Un'altra realtà che va scandagliata meglio è il monachesimo, che proprio fuori della capitale aveva la sua maggiore presa e i suoi insediamenti più forti e vitali. Si pensi al Monte Athos, la città monastica. Si giunge da Ouranopolis; e i monasteri sono ora a strapiombo sul mare, ora sul pelo dell' acqua, ora all' interno, collegati da acque spesso tempestose o da sentieri sassosi e ripidi. Le celle sono semplici e austere, le pareti bianche e il pavimento di pietre lastricate. Teorie di vesti nere e di barbe lunghe segnano il luogo, scandito dal suono del symandron (uno strumento di legno a percussione) che chiama agli uffici e ai canti liturgici fin dalle prime ore dell' alba. Era in questi monasteri che si ritiravano quanti volevano fuggire il mondo, o coloro che scampati alla morte in quel giardino dei supplizi che era la giustizia imperiale restavano mutilati, o ancora quanti giunti alla fine della vita vi andavano a morire in pace con il Signore. Il monachesimo ha attraversato tutta la geografia e tutta la storia di Bisanzio.
Realtà complessa sono i santi non integrati nella vita urbana: i santi stiliti che si ritirano a vivere su colonne sempre più alte, e che accecati dal sole e bagnati dalla pioggia muoiono anoressici e rinsecchiti tra folle oranti; i santi erbivori, che vagano nudi nelle campagne nutrendosi come bestie; i santi anacoreti, ricurvi in grotte tanto anguste da impedire qualsiasi altra posizione del corpo; i santi «folli in Cristo», che inscenano gesti estremi e deviati per proclamare la violenza del sacro.

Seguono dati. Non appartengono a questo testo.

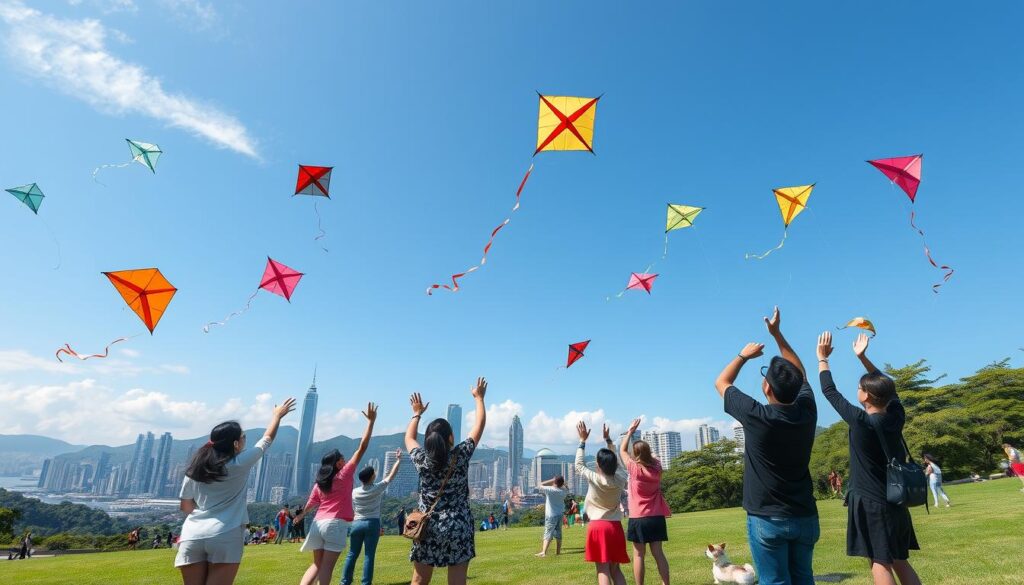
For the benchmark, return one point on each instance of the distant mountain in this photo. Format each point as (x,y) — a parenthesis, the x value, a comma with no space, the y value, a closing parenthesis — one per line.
(23,454)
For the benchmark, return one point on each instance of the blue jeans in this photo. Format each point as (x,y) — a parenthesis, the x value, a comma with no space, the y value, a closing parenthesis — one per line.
(782,548)
(361,532)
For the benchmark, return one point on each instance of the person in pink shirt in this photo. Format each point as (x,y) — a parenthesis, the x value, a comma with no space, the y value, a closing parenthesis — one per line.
(332,497)
(647,506)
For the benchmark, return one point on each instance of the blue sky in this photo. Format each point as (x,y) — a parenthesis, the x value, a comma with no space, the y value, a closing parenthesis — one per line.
(428,114)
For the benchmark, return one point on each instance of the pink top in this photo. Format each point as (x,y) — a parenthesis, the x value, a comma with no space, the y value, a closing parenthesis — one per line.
(645,491)
(338,502)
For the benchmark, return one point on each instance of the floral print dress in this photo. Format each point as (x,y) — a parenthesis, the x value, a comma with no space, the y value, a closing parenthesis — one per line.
(450,533)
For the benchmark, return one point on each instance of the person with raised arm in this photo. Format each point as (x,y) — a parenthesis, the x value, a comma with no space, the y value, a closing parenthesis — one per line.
(213,496)
(443,469)
(605,540)
(647,507)
(332,497)
(778,495)
(881,532)
(366,529)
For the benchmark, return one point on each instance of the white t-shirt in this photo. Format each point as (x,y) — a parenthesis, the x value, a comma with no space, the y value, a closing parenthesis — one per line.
(367,501)
(220,506)
(554,501)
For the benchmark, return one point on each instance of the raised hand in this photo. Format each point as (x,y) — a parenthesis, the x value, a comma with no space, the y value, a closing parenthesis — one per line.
(860,345)
(480,388)
(280,411)
(824,345)
(416,402)
(752,350)
(583,431)
(774,324)
(371,412)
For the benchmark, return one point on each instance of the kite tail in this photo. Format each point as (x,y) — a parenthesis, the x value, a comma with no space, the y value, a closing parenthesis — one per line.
(454,287)
(928,253)
(785,234)
(96,170)
(318,225)
(67,349)
(206,328)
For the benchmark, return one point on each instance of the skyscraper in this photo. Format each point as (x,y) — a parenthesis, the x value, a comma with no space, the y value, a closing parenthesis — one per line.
(455,419)
(515,454)
(158,485)
(302,479)
(706,435)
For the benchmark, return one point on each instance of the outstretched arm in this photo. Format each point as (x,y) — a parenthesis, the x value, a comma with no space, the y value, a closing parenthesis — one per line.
(414,423)
(775,329)
(480,420)
(371,414)
(731,370)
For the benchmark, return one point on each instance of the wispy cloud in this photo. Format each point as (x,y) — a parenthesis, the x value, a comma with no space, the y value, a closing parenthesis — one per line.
(72,54)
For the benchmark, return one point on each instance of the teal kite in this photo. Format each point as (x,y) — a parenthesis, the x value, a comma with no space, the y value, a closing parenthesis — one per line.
(30,195)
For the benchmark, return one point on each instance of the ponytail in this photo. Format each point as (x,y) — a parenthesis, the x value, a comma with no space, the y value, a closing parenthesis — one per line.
(208,464)
(329,464)
(435,443)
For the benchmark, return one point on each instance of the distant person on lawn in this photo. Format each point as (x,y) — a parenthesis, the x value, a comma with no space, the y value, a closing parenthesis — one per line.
(605,540)
(554,510)
(366,529)
(443,469)
(332,498)
(778,495)
(213,494)
(647,507)
(881,532)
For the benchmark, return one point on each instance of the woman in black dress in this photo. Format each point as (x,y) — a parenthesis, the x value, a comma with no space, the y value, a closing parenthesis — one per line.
(449,538)
(879,531)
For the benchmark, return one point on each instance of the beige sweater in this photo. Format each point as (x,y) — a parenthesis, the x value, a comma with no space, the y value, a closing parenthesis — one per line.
(604,493)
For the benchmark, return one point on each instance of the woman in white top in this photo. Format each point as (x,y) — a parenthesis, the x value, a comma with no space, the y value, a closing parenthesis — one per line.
(934,473)
(213,495)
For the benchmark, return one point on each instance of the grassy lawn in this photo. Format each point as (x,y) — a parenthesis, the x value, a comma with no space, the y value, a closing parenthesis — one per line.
(978,541)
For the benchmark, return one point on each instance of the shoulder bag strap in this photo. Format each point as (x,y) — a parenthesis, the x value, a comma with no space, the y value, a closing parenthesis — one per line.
(443,484)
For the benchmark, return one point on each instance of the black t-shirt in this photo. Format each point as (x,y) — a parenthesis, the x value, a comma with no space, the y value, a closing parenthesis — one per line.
(867,460)
(777,450)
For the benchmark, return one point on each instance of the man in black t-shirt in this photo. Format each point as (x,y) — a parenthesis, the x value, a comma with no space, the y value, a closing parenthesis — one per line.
(781,514)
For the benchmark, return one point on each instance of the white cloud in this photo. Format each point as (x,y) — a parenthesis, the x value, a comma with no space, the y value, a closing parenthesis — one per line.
(72,55)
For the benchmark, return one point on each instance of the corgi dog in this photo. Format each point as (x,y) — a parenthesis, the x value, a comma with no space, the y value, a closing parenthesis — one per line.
(723,571)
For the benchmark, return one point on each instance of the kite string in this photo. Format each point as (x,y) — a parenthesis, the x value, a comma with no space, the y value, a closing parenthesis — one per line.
(320,226)
(455,278)
(206,328)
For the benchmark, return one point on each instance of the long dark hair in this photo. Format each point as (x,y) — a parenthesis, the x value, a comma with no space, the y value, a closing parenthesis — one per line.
(208,464)
(435,442)
(329,468)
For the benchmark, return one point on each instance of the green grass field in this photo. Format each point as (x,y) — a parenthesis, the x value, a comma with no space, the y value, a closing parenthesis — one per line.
(978,541)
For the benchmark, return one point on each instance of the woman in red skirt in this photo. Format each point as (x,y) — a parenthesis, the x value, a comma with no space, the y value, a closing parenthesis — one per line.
(605,539)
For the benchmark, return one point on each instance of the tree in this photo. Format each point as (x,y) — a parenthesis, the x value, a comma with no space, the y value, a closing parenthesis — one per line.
(705,479)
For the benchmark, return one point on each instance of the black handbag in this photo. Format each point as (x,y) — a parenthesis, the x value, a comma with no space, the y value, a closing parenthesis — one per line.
(906,484)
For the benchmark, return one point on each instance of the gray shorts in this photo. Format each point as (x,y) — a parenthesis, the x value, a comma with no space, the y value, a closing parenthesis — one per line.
(553,528)
(224,548)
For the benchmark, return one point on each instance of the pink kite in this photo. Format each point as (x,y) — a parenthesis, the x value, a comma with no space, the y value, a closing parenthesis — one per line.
(278,278)
(905,173)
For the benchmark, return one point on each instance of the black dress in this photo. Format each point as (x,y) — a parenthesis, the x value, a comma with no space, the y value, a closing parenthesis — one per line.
(877,530)
(450,531)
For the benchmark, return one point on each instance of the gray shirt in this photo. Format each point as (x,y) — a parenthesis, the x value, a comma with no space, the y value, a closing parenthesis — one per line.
(367,501)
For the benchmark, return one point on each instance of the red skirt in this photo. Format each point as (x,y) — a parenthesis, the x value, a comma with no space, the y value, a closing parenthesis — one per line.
(605,542)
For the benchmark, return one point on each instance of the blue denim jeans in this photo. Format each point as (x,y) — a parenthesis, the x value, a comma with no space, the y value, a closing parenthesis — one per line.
(365,532)
(782,548)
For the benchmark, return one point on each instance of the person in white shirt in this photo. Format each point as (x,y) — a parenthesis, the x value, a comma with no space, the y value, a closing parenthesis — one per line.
(366,528)
(213,496)
(554,506)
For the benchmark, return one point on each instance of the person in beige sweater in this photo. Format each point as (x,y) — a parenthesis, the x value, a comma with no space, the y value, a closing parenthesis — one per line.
(605,539)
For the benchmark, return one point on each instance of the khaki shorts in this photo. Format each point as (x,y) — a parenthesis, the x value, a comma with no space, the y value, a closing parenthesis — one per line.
(327,534)
(224,548)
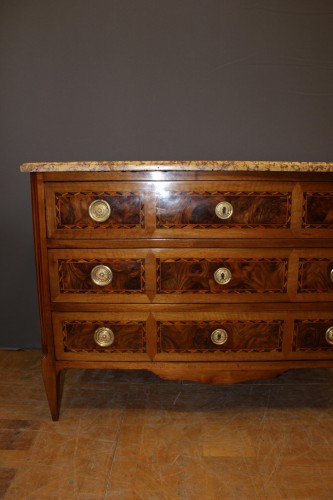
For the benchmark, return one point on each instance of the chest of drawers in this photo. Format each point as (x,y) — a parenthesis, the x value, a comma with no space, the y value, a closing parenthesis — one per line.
(217,272)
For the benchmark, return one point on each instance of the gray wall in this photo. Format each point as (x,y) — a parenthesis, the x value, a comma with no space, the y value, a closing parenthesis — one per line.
(151,79)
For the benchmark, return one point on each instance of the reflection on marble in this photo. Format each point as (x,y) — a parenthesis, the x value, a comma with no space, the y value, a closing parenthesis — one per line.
(130,435)
(233,166)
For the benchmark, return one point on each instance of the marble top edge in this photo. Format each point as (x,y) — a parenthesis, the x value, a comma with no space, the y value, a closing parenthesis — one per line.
(119,166)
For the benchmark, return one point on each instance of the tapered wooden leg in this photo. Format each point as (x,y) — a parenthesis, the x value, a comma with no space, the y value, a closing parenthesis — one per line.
(52,385)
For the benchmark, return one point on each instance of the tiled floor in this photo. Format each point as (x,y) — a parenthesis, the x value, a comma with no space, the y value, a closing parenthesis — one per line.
(124,435)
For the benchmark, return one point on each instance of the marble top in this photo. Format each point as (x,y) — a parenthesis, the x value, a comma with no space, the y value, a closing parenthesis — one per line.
(119,166)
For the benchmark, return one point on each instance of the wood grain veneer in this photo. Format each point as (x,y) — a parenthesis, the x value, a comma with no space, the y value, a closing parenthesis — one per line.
(163,243)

Realtà, infine, è una cultura che non è solo quella classica delle élite di Costantinopoli. Da sempre Bisanzio è stata ritenuta il tramite dell' antica cultura classica, la depositaria di Omero e Pindaro, Sofocle e Aristofane, Erodoto e Tucidide, Lisia e Demostene, e di tanti altri autori antichi. Ma questa cultura era appannaggio di una casta privilegiata di letterati o eruditi e di uomini di governo, e restava tutta concentrata in ristretti circoli della capitale. La cultura più autentica di Bisanzio era quella dell'individuo mediamente istruito, com' era un Cecaumeno, un generale di provincia a riposo che in gioventù non aveva frequentato scuole di retorica e che leggeva libri di chiesa, cronache, trattati militari, e altri scritti assai lontani dalle opere classiche o da quelle contemporanee prodotte dall'aristocrazia delle lettere. E privilegiare Cecaumeno come specchio della cultura di Bisanzio significa riconoscere una volta per tutte che quest'ultima non fu né soltanto Costantinopoli né, tanto meno, l' Atene del passato.